RAĞBET ve REHBET

(الرغبة والرهبة)

Arzu ve kaygı anlamında bir tasavvuf terimi.

Sözlükte rağbet “ümit ve arzu etme, isteme, yönelme, ihlâsla yalvarıp yakarma”, rehbet ise “korkma, endişe etme, çekinme” anlamına gelir. Rehbet kökünden türeyen terehhüb korku sâikiyle Allah’a en mükemmel şekilde kulluk etmektir (Râgıb el-İsfahânî, el-Müfredât, “rġb”, “rhb” md.leri). Kur’ân-ı Kerîm’de Zekeriyyâ ve Yahyâ peygamberlerden, “Onlar hayırlı işlerde koşuşur, ümit ederek (regaben) ve kaygı duyarak (reheben) dua ederlerdi, bize karşı pek saygılı idiler” (el-Enbiyâ 21/ 90) diye bahsedilmekte ve davranışları örnek olarak gösterilmektedir. Sadece Allah’tan korkmak gerektiğini belirten âyetlerde rehbet kökünden fiiller kullanılmış (el-Bakara 2/40; en-Nahl 16/51), kulun Allah’ın vaadlerine rağbet etmesi, bu vaadlerin gerçekleşeceği ümidiyle dua edip ona yönelmesi istenmiştir (el-İnşirâh 94/8). Rağbet ve rehbetle Allah’a dua etmek hadislerde de tavsiye edilmiştir (Müsned, III, 321; Buhârî, “DaǾavât”, 5; Müslim, “Źikir”, 56; Tirmizî, “DaǾavât”, 16; Ebû Dâvûd, “Edeb”, 98).


Hz. Peygamber’in bir defasında namazı biraz uzattığını gören sahâbîler bunun sebebini sorunca, “Rağbet namazı kıldım” cevabını almışlardı (Tirmizî, “Fiten”, 14; İbn Mâce, “Fiten”, 9). Resûl-i Ekrem büyük bir arzu ile Allah Teâlâ’dan bazı şeyleri talep ettiğinden bu namazı rağbet namazı diye nitelendirmiştir. Hz. Ömer’in, ölüm döşeğinde iken kendisinden sonraki idarî ve siyasî durumu kastederek dünyadan umutlu ve kaygılı olarak (râgib ve râhib) ayrılmakta olduğunu söylediği rivayet edilir (Buhârî, “Aĥkâm”, 51; Müslim, “İmâret”, 11).

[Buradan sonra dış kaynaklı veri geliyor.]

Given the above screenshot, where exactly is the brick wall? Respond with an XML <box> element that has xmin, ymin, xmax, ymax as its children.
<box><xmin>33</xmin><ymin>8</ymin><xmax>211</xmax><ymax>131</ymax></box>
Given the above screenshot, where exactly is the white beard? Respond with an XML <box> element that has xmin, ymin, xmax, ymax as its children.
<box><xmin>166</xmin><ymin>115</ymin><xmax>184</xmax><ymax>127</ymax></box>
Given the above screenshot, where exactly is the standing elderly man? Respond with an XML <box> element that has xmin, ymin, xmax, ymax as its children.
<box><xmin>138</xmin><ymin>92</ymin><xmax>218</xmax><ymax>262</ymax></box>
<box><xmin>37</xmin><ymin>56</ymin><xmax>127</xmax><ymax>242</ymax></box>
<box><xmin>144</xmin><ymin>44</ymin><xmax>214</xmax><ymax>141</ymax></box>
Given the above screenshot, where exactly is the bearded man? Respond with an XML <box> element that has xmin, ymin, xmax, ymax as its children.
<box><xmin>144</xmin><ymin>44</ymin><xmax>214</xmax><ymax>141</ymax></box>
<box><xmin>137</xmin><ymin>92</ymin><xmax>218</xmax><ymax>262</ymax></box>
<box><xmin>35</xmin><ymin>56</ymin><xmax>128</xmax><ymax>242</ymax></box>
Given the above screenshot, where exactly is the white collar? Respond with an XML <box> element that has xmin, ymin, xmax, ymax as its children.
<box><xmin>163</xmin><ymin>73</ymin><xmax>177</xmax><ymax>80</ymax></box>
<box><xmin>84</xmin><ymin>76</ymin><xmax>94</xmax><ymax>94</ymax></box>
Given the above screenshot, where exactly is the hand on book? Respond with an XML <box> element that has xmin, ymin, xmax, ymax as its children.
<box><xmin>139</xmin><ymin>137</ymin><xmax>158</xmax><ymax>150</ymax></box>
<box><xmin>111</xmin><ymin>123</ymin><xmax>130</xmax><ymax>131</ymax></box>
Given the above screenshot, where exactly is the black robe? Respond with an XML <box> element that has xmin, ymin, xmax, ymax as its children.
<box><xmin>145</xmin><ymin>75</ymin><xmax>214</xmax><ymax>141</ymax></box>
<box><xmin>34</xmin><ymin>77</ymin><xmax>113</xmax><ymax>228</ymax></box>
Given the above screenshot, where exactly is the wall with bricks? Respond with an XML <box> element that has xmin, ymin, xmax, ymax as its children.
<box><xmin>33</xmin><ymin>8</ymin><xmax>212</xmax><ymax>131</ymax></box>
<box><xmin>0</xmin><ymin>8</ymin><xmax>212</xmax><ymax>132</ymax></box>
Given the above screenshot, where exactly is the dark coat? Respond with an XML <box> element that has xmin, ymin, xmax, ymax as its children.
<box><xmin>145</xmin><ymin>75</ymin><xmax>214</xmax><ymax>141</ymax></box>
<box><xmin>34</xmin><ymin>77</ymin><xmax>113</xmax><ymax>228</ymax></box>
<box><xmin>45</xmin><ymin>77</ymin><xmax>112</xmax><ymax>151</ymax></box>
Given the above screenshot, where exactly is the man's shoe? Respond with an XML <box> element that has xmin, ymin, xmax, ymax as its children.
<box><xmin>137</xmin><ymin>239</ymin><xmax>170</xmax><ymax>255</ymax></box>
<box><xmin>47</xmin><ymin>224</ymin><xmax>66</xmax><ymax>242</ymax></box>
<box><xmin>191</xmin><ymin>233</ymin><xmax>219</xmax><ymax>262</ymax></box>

Tasavvuf kaynaklarında rağbet ve rehbetin havf-recâ, kabz-bast, heybet-üns gibi çeşitli şekil ve dereceleri olduğundan bahsedilir. Allah’ın mekrinden emin olma (emn) ve yeis kavramları da bu hususlarla ilgilidir (bk. MEKR; YEİS). Sûfîler genellikle rağbeti recâdan daha kuvvetli bir ümit hali olarak görmüşler, rehbeti de recânın neticesi ve semeresi diye kabul etmişlerdir. Kuşeyrî rağbeti fenâ ve bekā halleriyle irtibatlandırır. Zühd dünyaya rağbet etmemek, ona ilgi göstermemektir. Dünyaya rağbet etme halinin fenâsı âhirete rağbetin bekāsını gerektirir. Kul dünyaya uzak durduğu (zâhid olduğu) nisbette âhirete rağbet eder, onu ister. Rağbet ve rehbet havf ve recânın gereği olarak âbidlerin kalplerinde baskın his olarak bulunur (er-Risâle, s. 207, 211, 212, 217).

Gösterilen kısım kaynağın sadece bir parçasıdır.